Comme pour prouver qu’elle avait mis le doigt sur un sujet douloureux, les publicités pour sa campagne présidentielle ont été supprimées de Facebook. On pouvait la voir évoquer justement le grand sujet qui défraye la chronique depuis quelques jours.

Interrogé par Politico, le réseau social a indiqué que les publicités étaient remises en place. Il y aurait une explication toute simple : « Nous avons retiré les publicités parce qu’elles enfreignaient nos règles contre l’utilisation de notre logo commercial. Dans l’intérêt d’un débat robuste, nous restaurons les publicités ».

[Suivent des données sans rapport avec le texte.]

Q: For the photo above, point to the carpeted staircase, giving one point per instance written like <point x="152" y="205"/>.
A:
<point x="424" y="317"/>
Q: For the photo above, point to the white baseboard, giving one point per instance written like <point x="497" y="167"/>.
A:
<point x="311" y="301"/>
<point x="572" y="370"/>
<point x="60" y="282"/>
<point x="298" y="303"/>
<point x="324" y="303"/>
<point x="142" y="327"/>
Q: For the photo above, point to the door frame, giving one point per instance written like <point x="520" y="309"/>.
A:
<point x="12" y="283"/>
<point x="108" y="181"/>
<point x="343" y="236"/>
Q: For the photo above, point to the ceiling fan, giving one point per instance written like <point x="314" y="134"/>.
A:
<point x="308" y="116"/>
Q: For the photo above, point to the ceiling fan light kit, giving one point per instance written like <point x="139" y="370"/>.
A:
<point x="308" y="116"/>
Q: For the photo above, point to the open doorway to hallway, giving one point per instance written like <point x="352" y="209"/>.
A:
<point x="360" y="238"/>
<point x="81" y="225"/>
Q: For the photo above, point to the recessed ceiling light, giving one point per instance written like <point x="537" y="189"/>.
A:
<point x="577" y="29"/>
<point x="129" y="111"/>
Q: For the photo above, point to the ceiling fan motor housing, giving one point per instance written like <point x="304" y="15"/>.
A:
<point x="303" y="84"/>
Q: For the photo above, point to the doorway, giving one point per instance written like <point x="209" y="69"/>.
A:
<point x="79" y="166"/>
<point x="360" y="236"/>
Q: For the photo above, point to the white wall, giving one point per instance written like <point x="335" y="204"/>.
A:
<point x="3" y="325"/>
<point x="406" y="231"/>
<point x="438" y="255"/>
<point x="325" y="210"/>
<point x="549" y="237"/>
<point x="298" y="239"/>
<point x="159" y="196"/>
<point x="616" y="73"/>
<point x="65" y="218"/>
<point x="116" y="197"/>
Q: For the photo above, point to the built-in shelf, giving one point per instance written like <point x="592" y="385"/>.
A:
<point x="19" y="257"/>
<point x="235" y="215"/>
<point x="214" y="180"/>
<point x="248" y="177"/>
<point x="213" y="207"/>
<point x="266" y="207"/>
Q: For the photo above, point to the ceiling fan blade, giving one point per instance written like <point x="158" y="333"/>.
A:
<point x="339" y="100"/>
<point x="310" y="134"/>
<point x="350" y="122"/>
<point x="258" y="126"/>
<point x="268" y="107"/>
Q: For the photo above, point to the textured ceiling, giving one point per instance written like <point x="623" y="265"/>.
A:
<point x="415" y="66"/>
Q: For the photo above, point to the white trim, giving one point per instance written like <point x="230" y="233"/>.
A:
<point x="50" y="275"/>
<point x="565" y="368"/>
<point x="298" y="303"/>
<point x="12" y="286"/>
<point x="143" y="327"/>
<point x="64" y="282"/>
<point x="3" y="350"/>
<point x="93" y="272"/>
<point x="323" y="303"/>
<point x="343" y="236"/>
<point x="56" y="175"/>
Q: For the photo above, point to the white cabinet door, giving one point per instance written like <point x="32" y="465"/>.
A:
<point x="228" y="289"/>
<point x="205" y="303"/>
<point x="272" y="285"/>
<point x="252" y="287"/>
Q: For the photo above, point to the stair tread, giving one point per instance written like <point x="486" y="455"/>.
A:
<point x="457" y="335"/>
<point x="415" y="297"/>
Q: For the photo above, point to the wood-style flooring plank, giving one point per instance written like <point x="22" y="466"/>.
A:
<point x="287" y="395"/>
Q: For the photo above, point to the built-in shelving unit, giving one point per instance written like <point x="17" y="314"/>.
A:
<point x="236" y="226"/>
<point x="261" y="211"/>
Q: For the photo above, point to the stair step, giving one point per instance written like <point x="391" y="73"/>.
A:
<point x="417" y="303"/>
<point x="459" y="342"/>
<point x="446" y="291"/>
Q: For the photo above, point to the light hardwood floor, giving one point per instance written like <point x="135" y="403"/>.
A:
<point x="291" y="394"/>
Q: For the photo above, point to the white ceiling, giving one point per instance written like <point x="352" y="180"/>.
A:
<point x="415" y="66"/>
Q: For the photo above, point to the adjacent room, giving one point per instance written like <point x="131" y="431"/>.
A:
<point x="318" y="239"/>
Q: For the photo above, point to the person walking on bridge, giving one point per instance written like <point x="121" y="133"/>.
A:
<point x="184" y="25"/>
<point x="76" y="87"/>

La sénatrice s’en est évidemment donné à cœur joie sur Twitter : « Curieux, pourquoi je pense que Facebook a trop de pouvoir ? Commençons avec leur capacité à fermer un débat sur les éventuels trop grands pouvoirs de Facebook. Merci d’avoir restauré mes posts. Mais je veux un média social qui n’est pas dominé par un censeur unique ».

La réaction de Facebook, même si valable techniquement, intervient avec un très mauvais timing. La sénatrice pouvait difficilement rêver mieux comme eau à son moulin.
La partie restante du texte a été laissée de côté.